Model conversion refers to the process of transforming a pre-trained model into a format that is optimized for inference with TensorRT. This involves converting the original model to a TensorRT engine file, which can be either a dynamic or static model, depending on the user's needs. The conversion process is crucial for utilizing TensorRT's acceleration capabilities.

💡Dynamic Model

A dynamic model in the context of TensorRT is one where certain parameters, such as image dimensions and batch size, can be adjusted during the computation. This flexibility allows for optimization based on the specific requirements of the task at hand, but it may consume more VRAM compared to a static model.

💡Static Model

A static model in TensorRT is one where the parameters, such as the input dimensions, are fixed at the time of conversion. This model type has the advantage of lower VRAM consumption but lacks the flexibility of dynamic models, as it can only use the values set during the conversion process.


Video RAM (VRAM) is the memory used by graphics processing units (GPUs) to store image data that they process. In the context of the video, VRAM consumption is an important consideration when choosing between dynamic and static models, as static models typically use less VRAM, which can be beneficial for users with limited GPU memory.


SDXL refers to a specific version of a software or tool used in the context of the video, likely related to Stable Diffusion XL, which is a type of AI model used for image generation.

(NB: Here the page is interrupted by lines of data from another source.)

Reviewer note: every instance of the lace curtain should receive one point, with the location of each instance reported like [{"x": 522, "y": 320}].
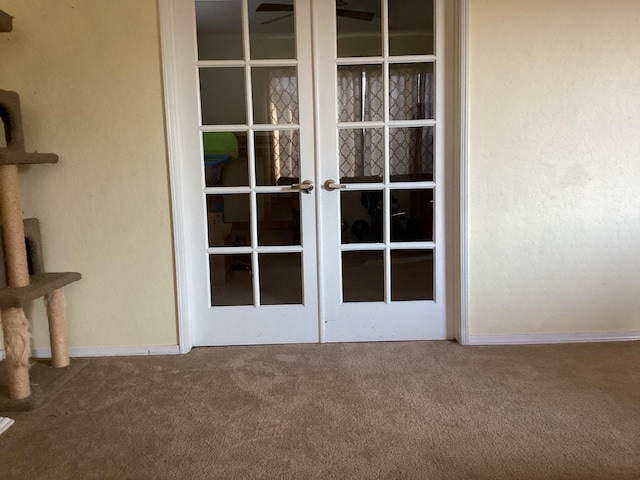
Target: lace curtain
[
  {"x": 360, "y": 91},
  {"x": 283, "y": 109}
]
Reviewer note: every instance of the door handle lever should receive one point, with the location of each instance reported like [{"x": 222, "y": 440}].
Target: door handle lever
[
  {"x": 306, "y": 186},
  {"x": 332, "y": 185}
]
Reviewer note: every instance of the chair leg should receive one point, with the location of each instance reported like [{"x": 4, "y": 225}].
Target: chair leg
[
  {"x": 56, "y": 313},
  {"x": 15, "y": 328}
]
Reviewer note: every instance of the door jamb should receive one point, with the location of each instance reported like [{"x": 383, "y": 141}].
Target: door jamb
[{"x": 461, "y": 144}]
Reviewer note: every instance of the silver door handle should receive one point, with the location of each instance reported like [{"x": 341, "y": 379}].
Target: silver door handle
[
  {"x": 306, "y": 186},
  {"x": 332, "y": 185}
]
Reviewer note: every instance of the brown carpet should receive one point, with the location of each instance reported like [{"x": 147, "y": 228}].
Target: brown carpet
[{"x": 423, "y": 410}]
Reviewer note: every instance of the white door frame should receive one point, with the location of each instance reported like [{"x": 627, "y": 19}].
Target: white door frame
[{"x": 171, "y": 40}]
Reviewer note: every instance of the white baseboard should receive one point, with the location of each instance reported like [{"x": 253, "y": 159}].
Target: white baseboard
[
  {"x": 79, "y": 352},
  {"x": 544, "y": 338}
]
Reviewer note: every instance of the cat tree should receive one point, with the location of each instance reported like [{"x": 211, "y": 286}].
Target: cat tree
[{"x": 22, "y": 275}]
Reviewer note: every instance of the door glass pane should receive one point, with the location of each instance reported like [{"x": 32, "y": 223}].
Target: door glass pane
[
  {"x": 362, "y": 216},
  {"x": 411, "y": 154},
  {"x": 412, "y": 215},
  {"x": 411, "y": 275},
  {"x": 280, "y": 278},
  {"x": 363, "y": 276},
  {"x": 411, "y": 91},
  {"x": 275, "y": 95},
  {"x": 360, "y": 93},
  {"x": 279, "y": 218},
  {"x": 219, "y": 27},
  {"x": 222, "y": 96},
  {"x": 228, "y": 220},
  {"x": 277, "y": 157},
  {"x": 272, "y": 29},
  {"x": 225, "y": 159},
  {"x": 361, "y": 154},
  {"x": 411, "y": 27},
  {"x": 359, "y": 28},
  {"x": 230, "y": 277}
]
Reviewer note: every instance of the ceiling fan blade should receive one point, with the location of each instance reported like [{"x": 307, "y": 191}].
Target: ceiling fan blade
[
  {"x": 274, "y": 7},
  {"x": 366, "y": 16},
  {"x": 277, "y": 18}
]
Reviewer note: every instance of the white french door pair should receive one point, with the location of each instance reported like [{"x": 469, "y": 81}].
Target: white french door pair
[{"x": 309, "y": 145}]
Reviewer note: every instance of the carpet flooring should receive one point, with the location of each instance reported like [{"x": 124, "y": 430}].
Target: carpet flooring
[{"x": 415, "y": 410}]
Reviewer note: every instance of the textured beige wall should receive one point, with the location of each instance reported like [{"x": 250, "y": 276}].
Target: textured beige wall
[
  {"x": 553, "y": 164},
  {"x": 89, "y": 77},
  {"x": 554, "y": 170}
]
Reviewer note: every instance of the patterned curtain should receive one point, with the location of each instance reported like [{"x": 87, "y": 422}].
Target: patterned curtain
[
  {"x": 283, "y": 109},
  {"x": 411, "y": 97},
  {"x": 361, "y": 98}
]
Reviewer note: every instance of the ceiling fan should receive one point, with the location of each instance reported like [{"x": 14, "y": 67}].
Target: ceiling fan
[{"x": 341, "y": 12}]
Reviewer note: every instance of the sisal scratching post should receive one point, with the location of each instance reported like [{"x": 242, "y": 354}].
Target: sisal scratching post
[
  {"x": 56, "y": 313},
  {"x": 15, "y": 328},
  {"x": 15, "y": 251}
]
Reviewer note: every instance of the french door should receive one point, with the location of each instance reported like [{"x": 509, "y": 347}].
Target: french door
[{"x": 309, "y": 152}]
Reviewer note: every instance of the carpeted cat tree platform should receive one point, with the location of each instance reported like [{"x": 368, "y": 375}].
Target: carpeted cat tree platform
[{"x": 22, "y": 275}]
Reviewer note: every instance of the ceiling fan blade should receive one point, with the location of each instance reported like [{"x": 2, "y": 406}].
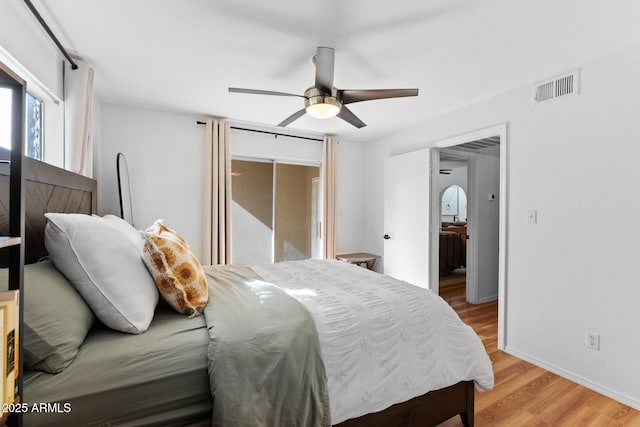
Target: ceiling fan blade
[
  {"x": 262, "y": 92},
  {"x": 349, "y": 96},
  {"x": 348, "y": 116},
  {"x": 324, "y": 60},
  {"x": 295, "y": 116}
]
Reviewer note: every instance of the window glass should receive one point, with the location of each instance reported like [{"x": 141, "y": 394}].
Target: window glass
[
  {"x": 34, "y": 127},
  {"x": 34, "y": 109}
]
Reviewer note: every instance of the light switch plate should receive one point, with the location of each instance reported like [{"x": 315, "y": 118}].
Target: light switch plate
[{"x": 532, "y": 216}]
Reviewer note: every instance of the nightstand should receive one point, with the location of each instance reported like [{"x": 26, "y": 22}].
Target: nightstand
[{"x": 362, "y": 259}]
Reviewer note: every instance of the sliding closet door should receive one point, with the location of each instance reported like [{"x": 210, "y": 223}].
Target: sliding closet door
[
  {"x": 294, "y": 234},
  {"x": 274, "y": 211},
  {"x": 252, "y": 211}
]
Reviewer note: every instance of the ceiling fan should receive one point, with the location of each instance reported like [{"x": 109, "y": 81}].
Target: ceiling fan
[{"x": 323, "y": 100}]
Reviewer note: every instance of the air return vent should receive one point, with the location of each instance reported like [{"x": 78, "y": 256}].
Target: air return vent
[{"x": 566, "y": 84}]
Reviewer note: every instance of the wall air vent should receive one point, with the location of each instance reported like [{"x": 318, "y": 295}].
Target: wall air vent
[{"x": 566, "y": 84}]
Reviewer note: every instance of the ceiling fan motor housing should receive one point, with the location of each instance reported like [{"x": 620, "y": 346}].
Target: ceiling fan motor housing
[{"x": 321, "y": 105}]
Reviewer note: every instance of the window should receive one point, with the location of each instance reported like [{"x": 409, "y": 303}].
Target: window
[
  {"x": 33, "y": 137},
  {"x": 34, "y": 143}
]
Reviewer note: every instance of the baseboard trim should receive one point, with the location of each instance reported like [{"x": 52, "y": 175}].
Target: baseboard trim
[
  {"x": 604, "y": 390},
  {"x": 487, "y": 299}
]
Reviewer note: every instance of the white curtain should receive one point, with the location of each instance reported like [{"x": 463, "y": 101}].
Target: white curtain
[
  {"x": 78, "y": 104},
  {"x": 217, "y": 197},
  {"x": 329, "y": 198}
]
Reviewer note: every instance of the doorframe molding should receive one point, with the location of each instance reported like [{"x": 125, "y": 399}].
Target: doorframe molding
[{"x": 502, "y": 131}]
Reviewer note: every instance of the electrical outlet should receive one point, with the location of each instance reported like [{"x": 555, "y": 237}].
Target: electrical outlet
[{"x": 593, "y": 341}]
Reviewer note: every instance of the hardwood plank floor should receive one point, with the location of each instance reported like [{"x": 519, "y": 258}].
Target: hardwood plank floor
[{"x": 524, "y": 394}]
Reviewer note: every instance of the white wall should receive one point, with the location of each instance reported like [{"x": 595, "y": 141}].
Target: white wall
[
  {"x": 165, "y": 150},
  {"x": 350, "y": 197},
  {"x": 568, "y": 158}
]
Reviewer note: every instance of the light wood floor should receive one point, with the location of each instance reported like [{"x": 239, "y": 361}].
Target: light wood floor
[{"x": 525, "y": 395}]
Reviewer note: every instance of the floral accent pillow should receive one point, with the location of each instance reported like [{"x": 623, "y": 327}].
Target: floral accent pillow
[{"x": 175, "y": 270}]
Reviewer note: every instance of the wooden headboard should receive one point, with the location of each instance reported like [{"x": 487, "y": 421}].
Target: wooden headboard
[{"x": 46, "y": 189}]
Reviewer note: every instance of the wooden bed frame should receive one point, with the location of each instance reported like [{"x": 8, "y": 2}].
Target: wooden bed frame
[
  {"x": 51, "y": 189},
  {"x": 46, "y": 189}
]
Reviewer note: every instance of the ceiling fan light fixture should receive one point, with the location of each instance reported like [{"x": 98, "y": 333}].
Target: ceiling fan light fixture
[{"x": 321, "y": 106}]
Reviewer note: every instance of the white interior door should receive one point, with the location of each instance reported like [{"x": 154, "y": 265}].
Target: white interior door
[{"x": 406, "y": 217}]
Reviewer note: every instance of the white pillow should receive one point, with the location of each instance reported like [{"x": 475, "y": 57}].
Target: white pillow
[{"x": 101, "y": 257}]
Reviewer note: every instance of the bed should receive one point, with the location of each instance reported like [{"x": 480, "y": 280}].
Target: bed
[{"x": 163, "y": 376}]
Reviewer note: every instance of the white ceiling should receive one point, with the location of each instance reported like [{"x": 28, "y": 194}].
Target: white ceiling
[{"x": 184, "y": 54}]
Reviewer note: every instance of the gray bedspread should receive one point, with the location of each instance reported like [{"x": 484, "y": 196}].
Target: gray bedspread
[{"x": 265, "y": 361}]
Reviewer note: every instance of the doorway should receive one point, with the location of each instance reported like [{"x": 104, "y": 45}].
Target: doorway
[
  {"x": 453, "y": 226},
  {"x": 485, "y": 154}
]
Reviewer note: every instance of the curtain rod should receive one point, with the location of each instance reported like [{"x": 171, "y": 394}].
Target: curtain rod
[
  {"x": 35, "y": 12},
  {"x": 270, "y": 133}
]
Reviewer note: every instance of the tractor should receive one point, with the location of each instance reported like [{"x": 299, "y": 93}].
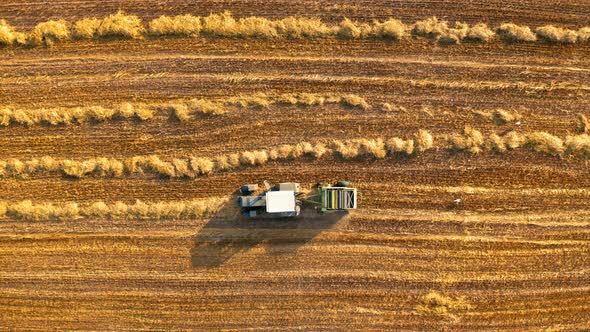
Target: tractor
[{"x": 286, "y": 199}]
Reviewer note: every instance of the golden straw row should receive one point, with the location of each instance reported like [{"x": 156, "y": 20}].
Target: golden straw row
[
  {"x": 121, "y": 25},
  {"x": 27, "y": 210},
  {"x": 180, "y": 110},
  {"x": 470, "y": 141}
]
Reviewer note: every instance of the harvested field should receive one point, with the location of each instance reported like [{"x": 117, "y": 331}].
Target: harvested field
[{"x": 471, "y": 161}]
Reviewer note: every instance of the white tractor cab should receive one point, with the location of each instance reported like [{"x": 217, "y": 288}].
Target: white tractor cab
[{"x": 285, "y": 199}]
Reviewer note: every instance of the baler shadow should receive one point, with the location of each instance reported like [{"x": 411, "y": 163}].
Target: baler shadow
[{"x": 228, "y": 233}]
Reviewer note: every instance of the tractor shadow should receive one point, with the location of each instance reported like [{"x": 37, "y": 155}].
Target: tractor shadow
[{"x": 228, "y": 233}]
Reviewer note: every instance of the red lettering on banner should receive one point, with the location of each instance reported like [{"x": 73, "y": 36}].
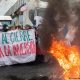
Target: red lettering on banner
[
  {"x": 26, "y": 46},
  {"x": 9, "y": 52},
  {"x": 21, "y": 49},
  {"x": 33, "y": 47},
  {"x": 1, "y": 53},
  {"x": 5, "y": 49},
  {"x": 16, "y": 49}
]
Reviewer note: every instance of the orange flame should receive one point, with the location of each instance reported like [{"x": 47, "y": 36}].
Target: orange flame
[{"x": 68, "y": 58}]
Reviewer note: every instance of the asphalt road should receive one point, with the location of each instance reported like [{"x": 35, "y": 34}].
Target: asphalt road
[{"x": 26, "y": 71}]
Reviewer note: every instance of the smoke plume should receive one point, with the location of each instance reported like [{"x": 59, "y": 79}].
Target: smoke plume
[{"x": 60, "y": 13}]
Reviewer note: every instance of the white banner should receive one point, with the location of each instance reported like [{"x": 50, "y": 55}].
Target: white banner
[{"x": 17, "y": 46}]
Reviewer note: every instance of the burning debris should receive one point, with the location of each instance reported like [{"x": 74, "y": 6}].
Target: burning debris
[{"x": 62, "y": 14}]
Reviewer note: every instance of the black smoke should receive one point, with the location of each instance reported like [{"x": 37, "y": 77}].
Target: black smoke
[{"x": 58, "y": 14}]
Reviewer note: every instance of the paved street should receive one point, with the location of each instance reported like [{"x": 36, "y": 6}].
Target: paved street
[{"x": 26, "y": 71}]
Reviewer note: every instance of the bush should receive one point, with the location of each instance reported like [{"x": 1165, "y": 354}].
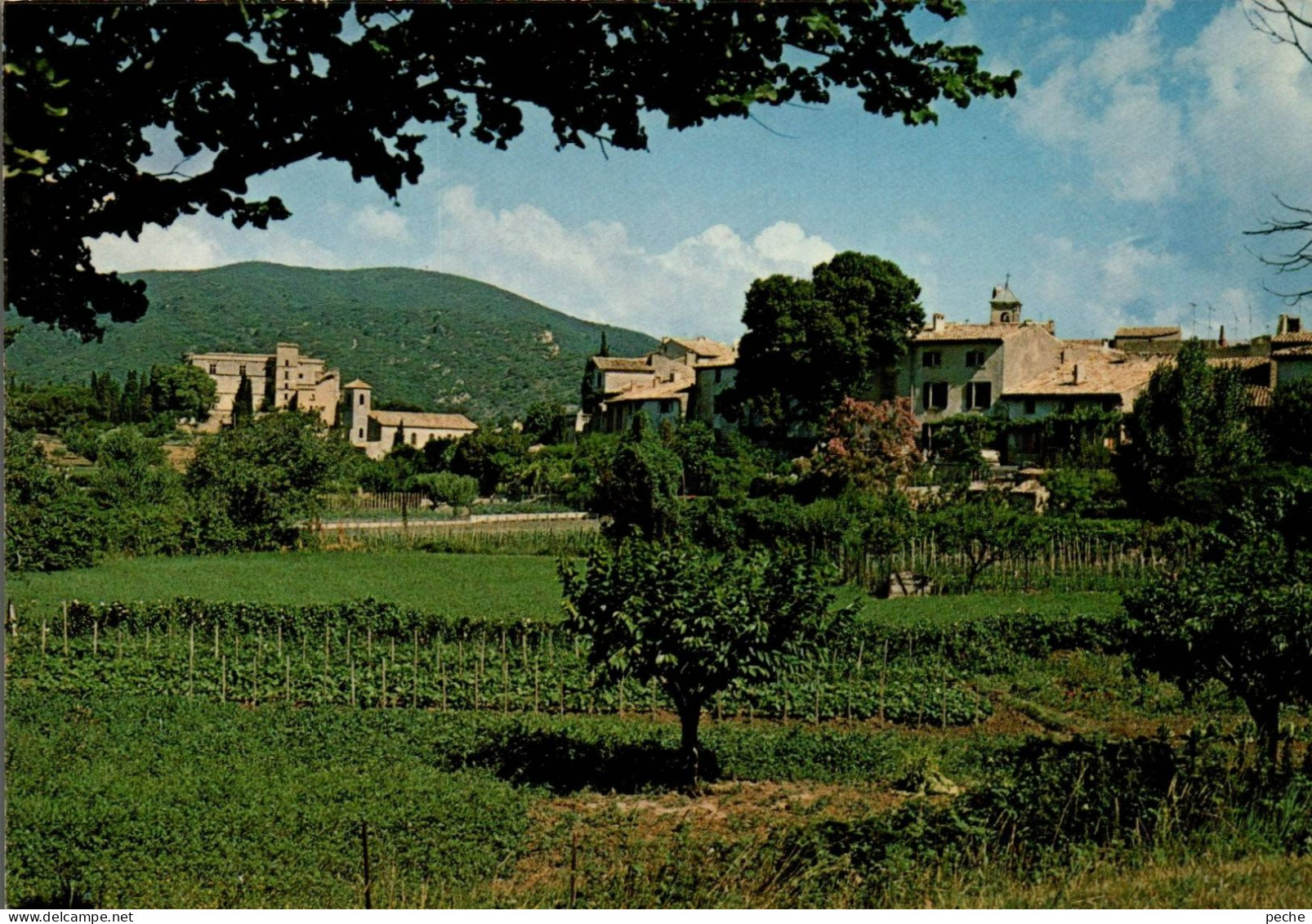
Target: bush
[{"x": 443, "y": 487}]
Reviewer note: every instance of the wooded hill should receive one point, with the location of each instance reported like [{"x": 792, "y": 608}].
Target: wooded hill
[{"x": 432, "y": 339}]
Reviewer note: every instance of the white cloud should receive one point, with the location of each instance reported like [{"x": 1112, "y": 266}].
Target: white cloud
[
  {"x": 1110, "y": 106},
  {"x": 595, "y": 270},
  {"x": 183, "y": 246},
  {"x": 1225, "y": 109},
  {"x": 201, "y": 242},
  {"x": 376, "y": 223}
]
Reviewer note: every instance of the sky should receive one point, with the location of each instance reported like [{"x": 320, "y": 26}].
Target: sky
[{"x": 1145, "y": 136}]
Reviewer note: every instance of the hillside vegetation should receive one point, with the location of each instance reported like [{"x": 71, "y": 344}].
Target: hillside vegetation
[{"x": 431, "y": 339}]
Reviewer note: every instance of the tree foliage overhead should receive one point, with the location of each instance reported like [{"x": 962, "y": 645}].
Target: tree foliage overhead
[
  {"x": 811, "y": 343},
  {"x": 251, "y": 88}
]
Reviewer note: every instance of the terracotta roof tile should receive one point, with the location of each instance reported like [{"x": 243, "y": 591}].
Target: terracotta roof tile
[
  {"x": 1114, "y": 377},
  {"x": 652, "y": 393},
  {"x": 623, "y": 364},
  {"x": 1147, "y": 333},
  {"x": 703, "y": 346},
  {"x": 432, "y": 422},
  {"x": 971, "y": 333}
]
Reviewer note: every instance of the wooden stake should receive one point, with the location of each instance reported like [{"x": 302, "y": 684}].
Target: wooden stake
[{"x": 883, "y": 676}]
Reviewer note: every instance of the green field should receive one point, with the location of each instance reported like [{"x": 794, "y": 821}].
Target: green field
[
  {"x": 457, "y": 586},
  {"x": 231, "y": 751},
  {"x": 454, "y": 586}
]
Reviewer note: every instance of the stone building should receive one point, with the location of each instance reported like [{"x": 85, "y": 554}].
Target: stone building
[
  {"x": 378, "y": 432},
  {"x": 681, "y": 380},
  {"x": 283, "y": 380},
  {"x": 969, "y": 368}
]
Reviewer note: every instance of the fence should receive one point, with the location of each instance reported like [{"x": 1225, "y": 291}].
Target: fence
[
  {"x": 390, "y": 500},
  {"x": 1063, "y": 564}
]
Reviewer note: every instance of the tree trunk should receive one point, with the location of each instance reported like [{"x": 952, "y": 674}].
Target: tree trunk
[
  {"x": 1266, "y": 716},
  {"x": 689, "y": 716}
]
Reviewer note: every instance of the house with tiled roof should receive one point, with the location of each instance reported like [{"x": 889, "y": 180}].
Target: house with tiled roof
[
  {"x": 285, "y": 378},
  {"x": 681, "y": 380},
  {"x": 1292, "y": 352},
  {"x": 958, "y": 368},
  {"x": 1147, "y": 339},
  {"x": 378, "y": 432}
]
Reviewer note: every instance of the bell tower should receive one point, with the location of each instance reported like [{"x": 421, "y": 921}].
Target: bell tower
[{"x": 1004, "y": 307}]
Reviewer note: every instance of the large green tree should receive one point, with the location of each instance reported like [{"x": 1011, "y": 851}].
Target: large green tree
[
  {"x": 248, "y": 88},
  {"x": 253, "y": 487},
  {"x": 1193, "y": 422},
  {"x": 811, "y": 343},
  {"x": 1242, "y": 616}
]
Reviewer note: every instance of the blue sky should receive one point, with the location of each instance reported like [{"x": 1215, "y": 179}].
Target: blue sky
[{"x": 1114, "y": 190}]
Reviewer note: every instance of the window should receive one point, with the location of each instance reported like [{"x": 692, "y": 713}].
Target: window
[
  {"x": 979, "y": 395},
  {"x": 935, "y": 395}
]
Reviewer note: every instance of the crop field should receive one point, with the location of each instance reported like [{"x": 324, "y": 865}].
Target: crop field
[
  {"x": 457, "y": 586},
  {"x": 238, "y": 731}
]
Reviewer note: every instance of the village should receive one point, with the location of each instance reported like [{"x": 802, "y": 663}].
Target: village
[{"x": 664, "y": 456}]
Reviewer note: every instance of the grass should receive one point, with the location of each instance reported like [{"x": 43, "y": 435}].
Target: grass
[
  {"x": 462, "y": 586},
  {"x": 471, "y": 586},
  {"x": 953, "y": 608}
]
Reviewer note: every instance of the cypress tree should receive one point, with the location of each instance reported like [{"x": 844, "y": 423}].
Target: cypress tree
[
  {"x": 243, "y": 404},
  {"x": 129, "y": 406}
]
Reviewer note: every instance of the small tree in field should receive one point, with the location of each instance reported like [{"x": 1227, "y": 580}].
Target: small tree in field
[
  {"x": 983, "y": 530},
  {"x": 1242, "y": 618},
  {"x": 693, "y": 621},
  {"x": 444, "y": 487}
]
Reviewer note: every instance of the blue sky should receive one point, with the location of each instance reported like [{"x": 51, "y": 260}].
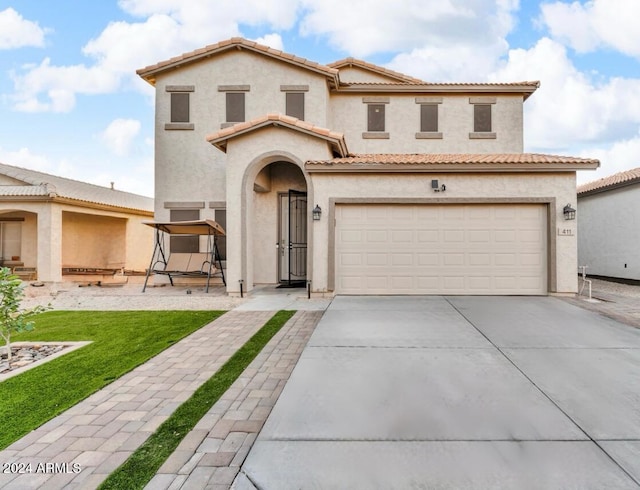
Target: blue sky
[{"x": 72, "y": 105}]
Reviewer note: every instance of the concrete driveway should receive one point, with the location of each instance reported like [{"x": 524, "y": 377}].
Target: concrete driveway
[{"x": 456, "y": 392}]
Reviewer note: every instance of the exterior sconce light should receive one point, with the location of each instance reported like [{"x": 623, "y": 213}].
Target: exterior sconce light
[
  {"x": 569, "y": 212},
  {"x": 317, "y": 212}
]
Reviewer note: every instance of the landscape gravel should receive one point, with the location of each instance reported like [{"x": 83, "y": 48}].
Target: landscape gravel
[{"x": 70, "y": 296}]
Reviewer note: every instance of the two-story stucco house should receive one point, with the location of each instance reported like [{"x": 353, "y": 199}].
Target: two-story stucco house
[{"x": 359, "y": 179}]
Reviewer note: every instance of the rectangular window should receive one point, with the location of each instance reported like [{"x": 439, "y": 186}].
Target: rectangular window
[
  {"x": 235, "y": 107},
  {"x": 482, "y": 118},
  {"x": 429, "y": 118},
  {"x": 180, "y": 107},
  {"x": 375, "y": 117},
  {"x": 295, "y": 105},
  {"x": 184, "y": 243}
]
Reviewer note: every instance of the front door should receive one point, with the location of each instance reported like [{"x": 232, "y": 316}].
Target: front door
[{"x": 292, "y": 244}]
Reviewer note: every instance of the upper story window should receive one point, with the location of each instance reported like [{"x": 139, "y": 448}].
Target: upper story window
[
  {"x": 376, "y": 125},
  {"x": 482, "y": 117},
  {"x": 429, "y": 117},
  {"x": 294, "y": 100},
  {"x": 180, "y": 104},
  {"x": 234, "y": 103}
]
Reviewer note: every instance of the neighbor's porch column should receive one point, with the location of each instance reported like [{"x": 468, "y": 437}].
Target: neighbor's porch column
[{"x": 50, "y": 243}]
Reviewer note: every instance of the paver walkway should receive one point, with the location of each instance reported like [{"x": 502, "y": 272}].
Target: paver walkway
[
  {"x": 212, "y": 453},
  {"x": 102, "y": 431}
]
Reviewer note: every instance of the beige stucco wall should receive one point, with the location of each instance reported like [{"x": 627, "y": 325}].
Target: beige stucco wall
[
  {"x": 609, "y": 232},
  {"x": 187, "y": 167},
  {"x": 402, "y": 122},
  {"x": 557, "y": 187},
  {"x": 93, "y": 241}
]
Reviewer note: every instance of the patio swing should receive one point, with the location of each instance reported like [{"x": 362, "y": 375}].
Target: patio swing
[{"x": 186, "y": 264}]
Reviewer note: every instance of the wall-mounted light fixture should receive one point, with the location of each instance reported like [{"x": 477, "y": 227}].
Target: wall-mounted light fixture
[
  {"x": 317, "y": 212},
  {"x": 569, "y": 212}
]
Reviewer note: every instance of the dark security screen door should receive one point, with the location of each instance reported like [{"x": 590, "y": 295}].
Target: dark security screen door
[{"x": 293, "y": 232}]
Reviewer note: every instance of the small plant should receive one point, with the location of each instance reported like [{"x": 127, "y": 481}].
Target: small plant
[{"x": 12, "y": 318}]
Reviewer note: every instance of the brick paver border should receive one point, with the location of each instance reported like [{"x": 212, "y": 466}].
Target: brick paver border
[
  {"x": 211, "y": 455},
  {"x": 98, "y": 434}
]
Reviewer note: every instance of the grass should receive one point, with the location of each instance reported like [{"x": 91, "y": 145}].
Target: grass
[
  {"x": 143, "y": 464},
  {"x": 122, "y": 340}
]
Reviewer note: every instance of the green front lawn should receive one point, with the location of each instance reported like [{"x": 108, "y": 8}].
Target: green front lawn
[
  {"x": 142, "y": 465},
  {"x": 122, "y": 340}
]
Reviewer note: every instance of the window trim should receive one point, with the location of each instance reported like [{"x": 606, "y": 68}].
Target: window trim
[
  {"x": 179, "y": 89},
  {"x": 483, "y": 101}
]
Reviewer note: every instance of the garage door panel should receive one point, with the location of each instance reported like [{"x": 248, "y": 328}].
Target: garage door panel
[{"x": 460, "y": 249}]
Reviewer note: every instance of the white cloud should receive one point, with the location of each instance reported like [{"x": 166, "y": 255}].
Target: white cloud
[
  {"x": 364, "y": 27},
  {"x": 131, "y": 175},
  {"x": 272, "y": 40},
  {"x": 16, "y": 31},
  {"x": 621, "y": 155},
  {"x": 23, "y": 157},
  {"x": 120, "y": 135},
  {"x": 170, "y": 27},
  {"x": 596, "y": 23},
  {"x": 570, "y": 109}
]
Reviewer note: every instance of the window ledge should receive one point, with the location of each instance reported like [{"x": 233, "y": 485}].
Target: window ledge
[
  {"x": 482, "y": 136},
  {"x": 179, "y": 126},
  {"x": 424, "y": 135},
  {"x": 375, "y": 135}
]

The script mentions that for SDXL users, the web UI needs to be switched to the development version for TensorRT integration.

💡Web UI

Web UI stands for Web User Interface, which is the visual and interactive part of a web application that allows users to access and use the services provided by the application. In the video, the Web UI is an important component for installing TensorRT and managing the conversion of models.


LoRA, or Low-Rank Adaptation, is a method used to improve the efficiency of large neural networks by reducing their size while maintaining performance. It involves adding a low-rank matrix to the existing weights of a model, which allows for dynamic adjustment during inference. In the video, LoRA is discussed as a feature that can be integrated into models and used with TensorRT.


Installation in this context refers to the process of setting up and preparing software, like TensorRT, for use on a computer. The video outlines the specific steps and requirements for installing the NVIDIA TensorRT expansion, including updating drivers and dealing with potential bugs.


Performance in the context of the video pertains to the speed and efficiency of running AI models, particularly after applying TensorRT optimizations. The improvement in performance is measured by the increased speed of computation and reduced energy consumption.


A bug in software refers to an error, flaw, or unintended behavior that can cause the program to produce incorrect or unexpected results. In the video, the mention of bugs relates to issues encountered during the installation and use of TensorRT, as well as potential problems with LoRA integration.